VII.
Ils sont là. Mais ailleurs. Ils voguent entre d'autres
lignes. D'autres rails. Entre dictée et imaginaire. Entre station assise et
voyage intellectuel.
Le plus plaisant ? Sans exercer trop de pression. - Il ne faudrait pas les
perturber ! - Les observer du coin de l'oeil. Et surtout déchiffrer le titre de
l'ouvrage. L'auteur. Opérer une petite corrélation entre le type de littérature
en cours et l'allure générale du lecteur RATPiste lambda de 8h30, 13h15 ou
18h45. Raccourci tentant, certes. Voire facile. Et l'Homme est bien plus
complexe qu'il n'y paraît. Mais tellement délicieux ce petit jeu. Léger.
Sans conséquence autre qu'un sourire intérieur, celui de la libre fabulation
sans heurt.
Certains ne voient plus rien des stations qui défilent. Et se lèvent d'un bond
en pestant et en fourant leurs opus dans le fond de leurs sacs. D'autres
semblent lire à peine deux phrases et surveiller frénétiquement à chaque
virgule. Chaque point. La progression de la rame vers leurs stations. Parfois,
certains font profiter leurs lectures à leurs voisins. Ou leurs découvertes
littéraires d'un éclat de rire. D'un soupir. De leurs babillements s'échappent
quelques mots. Valses des lèvres que d'autres cachent derrière leurs cheveux balançant
devant leurs visages. Petite bulle pour ne perdre aucune saveur des mots
alignés noir sur blanc.
Le plus amusant peut-être. Deux Lecteurs côte à côte. Ou à quelques pas. Qui ne
se sont pas vus, c'est plus drôle encore. Dévorant deux livres différents d'un
même auteur. Voire le même, mais c'est plus rare. L'un descend aux Halles.
L'autre à Saint-Germain-des-Près, sans se saluer évidemment. Aucune connivence.
Aucun conseil littéraire. Mais une même absorption dans l'univers d'un seul
auteur. Surprenante familiarité. Et à Vavin leur écrivain prend place dans la
rame tout juste désertée par ses mots dactylographiés. Imprimés. Lus. Aimés
peut-être.
VI.
Soudain. La foule se fait plus oppressante. Le monsieur à gauche recule sur les pieds des autres usagers. Et se penche vers le bas. Un râle et une remontrance se mêlent à l'incompréhension à travers les souffles des voyageurs sommés de s'écarter alors que manque la place.
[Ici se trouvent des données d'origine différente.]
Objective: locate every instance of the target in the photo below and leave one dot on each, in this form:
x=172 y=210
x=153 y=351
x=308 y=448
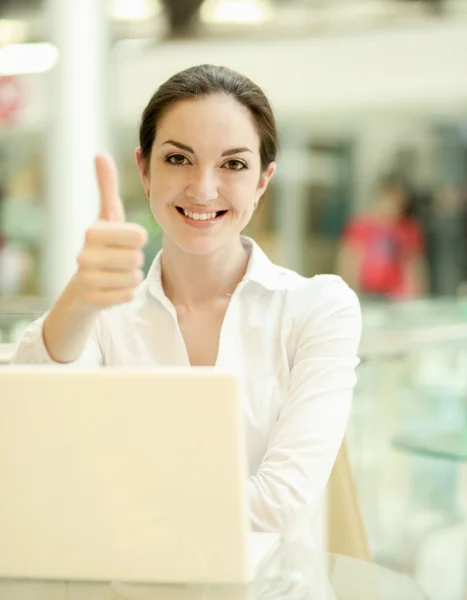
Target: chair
x=346 y=530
A deux pas de là, d'autres ne s'aperçoivent pas de ce mouvement. Et de nouveau. Tous s'agitent vivement. Un homme tombe. Ils l'interpellent. Le questionnent. Le tiennent en éveil. Ses yeux tournent vers le haut. Sa main glisse sur la rambarde centrale. Ses genoux plient. Dans sa main, le cartable ne bouge pas. Comme une bouée, il s'accroche au cuir. Malaise. Et ses yeux épient sans cesse les visages de ceux qui lui parlent. Quelques uns se précipitent pendant que d'autres reculent. De l'attention et de l'air. Soutenu, l'homme laisse les dernières forces le fuir. Un autre homme, en costume, cravate et serviette le maintient tant bien que mal. Ses bras sous les aisselles du fragile inconnu. Et les secouristes improvisés assoient le chétif voyageur. Il ne dit rien. Sauf, "la tête". "Ma tête", souffle-t-il encore une fois avant que des passagers ne le hissent sur le quai pour qu'il attrape au vol un courant d'air. Debout, il ne s'enhardit à aucun mouvement. Son regard, une fois encore, se tourne vers le métro qui démarre dans un indifférent élan mécanique. Appréhension et soulagement tintent ses yeux d'une lueur particulière que je ne sais abandonner. La rame plonge dans l'obscurité d'un tunnel...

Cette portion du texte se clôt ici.